La Champagne-Polka Op. 211 de Johann Strauss hijo tuvo pocas burbujas, que seguramente dejó para el vals de Carl Michael Ziehrer Juerguistas nocturnos, nuevo en la plaza. Esta es una estupenda música para un estilista, con lo que la versión de Barenboim, que en absoluto lo es, resultó otra excelente ocasión para dar una lección de sinfonismo. La página puso a prueba el silbido y el canto de los músicos de la orquesta, que hasta en eso demostraron una afinación perfecta.
Las dos siguientes piezas fueron de Johann Strauss Jr.: la Macha persa Op. 289 y el vals Las mil y una noches Op. 346. La interpretación de la primera fue caliente; la del vals, que estuvo bailado, de corte muy clásico, con el pulso indispensable y la energía justa. La polca francesa Saludos a Praga Op. 144 de Eduard Strauss pasó sin pena ni gloria, al igual que Pequeños duendes, de Joseph Hellmesberger, otra novedad. La polka francesa De las ninfas sirvió para ver bailar a caballos. Sí; es posible; en Viena, en su escuela equina, todo es posible.

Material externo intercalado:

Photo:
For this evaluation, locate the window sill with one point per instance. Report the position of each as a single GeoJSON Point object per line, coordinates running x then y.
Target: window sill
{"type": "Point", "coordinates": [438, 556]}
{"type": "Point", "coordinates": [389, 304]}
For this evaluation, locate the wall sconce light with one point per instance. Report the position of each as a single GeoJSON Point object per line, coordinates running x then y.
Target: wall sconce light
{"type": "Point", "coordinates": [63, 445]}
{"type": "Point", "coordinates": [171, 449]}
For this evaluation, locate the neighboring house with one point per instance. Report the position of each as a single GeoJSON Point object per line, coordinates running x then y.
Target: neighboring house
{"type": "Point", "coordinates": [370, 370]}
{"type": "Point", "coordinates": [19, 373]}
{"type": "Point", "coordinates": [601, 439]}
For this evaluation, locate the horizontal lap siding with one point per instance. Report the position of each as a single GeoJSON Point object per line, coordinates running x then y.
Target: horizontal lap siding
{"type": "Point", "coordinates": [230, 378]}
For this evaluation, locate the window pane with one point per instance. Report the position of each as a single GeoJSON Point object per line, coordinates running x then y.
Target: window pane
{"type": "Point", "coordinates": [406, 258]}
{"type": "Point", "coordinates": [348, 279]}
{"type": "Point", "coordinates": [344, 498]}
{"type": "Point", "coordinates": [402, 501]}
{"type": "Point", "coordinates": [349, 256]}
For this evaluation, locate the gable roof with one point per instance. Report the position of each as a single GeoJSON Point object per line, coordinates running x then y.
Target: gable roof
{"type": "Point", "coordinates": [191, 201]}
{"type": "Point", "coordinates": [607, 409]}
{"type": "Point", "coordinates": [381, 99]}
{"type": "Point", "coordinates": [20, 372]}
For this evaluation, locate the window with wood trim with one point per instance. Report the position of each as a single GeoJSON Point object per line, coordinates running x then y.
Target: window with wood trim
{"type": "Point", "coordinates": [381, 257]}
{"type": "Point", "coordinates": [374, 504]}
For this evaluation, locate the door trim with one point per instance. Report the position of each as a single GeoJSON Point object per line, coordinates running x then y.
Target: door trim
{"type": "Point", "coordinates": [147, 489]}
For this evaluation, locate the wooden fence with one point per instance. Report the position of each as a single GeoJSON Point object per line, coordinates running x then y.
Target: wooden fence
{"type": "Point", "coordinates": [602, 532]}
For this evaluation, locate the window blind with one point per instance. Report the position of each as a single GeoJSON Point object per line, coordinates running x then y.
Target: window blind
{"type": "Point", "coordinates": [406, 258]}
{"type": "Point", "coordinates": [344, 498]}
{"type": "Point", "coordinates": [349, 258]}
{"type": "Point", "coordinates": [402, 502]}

Y en fin, tras tantas músicas de circunstancias volvimos a cosas esenciales: el concierto en su versión por escrito finalizó con Armonía de las esferas Op. 235 de Josef Strauss, un música como la copa de un pino a la que, además, Barenboim siempre la he prestado una especial atención. En esta ocasión, echó el resto. Fue una versión portentosa, extraordinaria, de una increíble plasticidad, fraseada con el corazón; una maravilla. Sin duda, lo mejor del concierto.
La primera propina, la polca A la Caza, de Johann Strauss II, obtuvo del director argentino otra extraordinaria respuesta, y, por fin, en El bello Danubio azul, Barenboim se explayó, en una versión expansiva y comedida al mismo tiempo. No pronunció en ella grandes discursos musicales, otra vez dejó fluir la música. Otra maravilla. Como siempre, el “numerito” de la Marcha Radetzky puso fin a una velada marcada por la contención y la tristeza pandémica.
Posdata imprescindible: escritas estas notas, he leído que Barenboim dirigió fuertemente medicado por sus molestias en la espalda, una dolencia que sabíamos le ataca últimamente. Se notó. Los años no pasan en balde para nadie.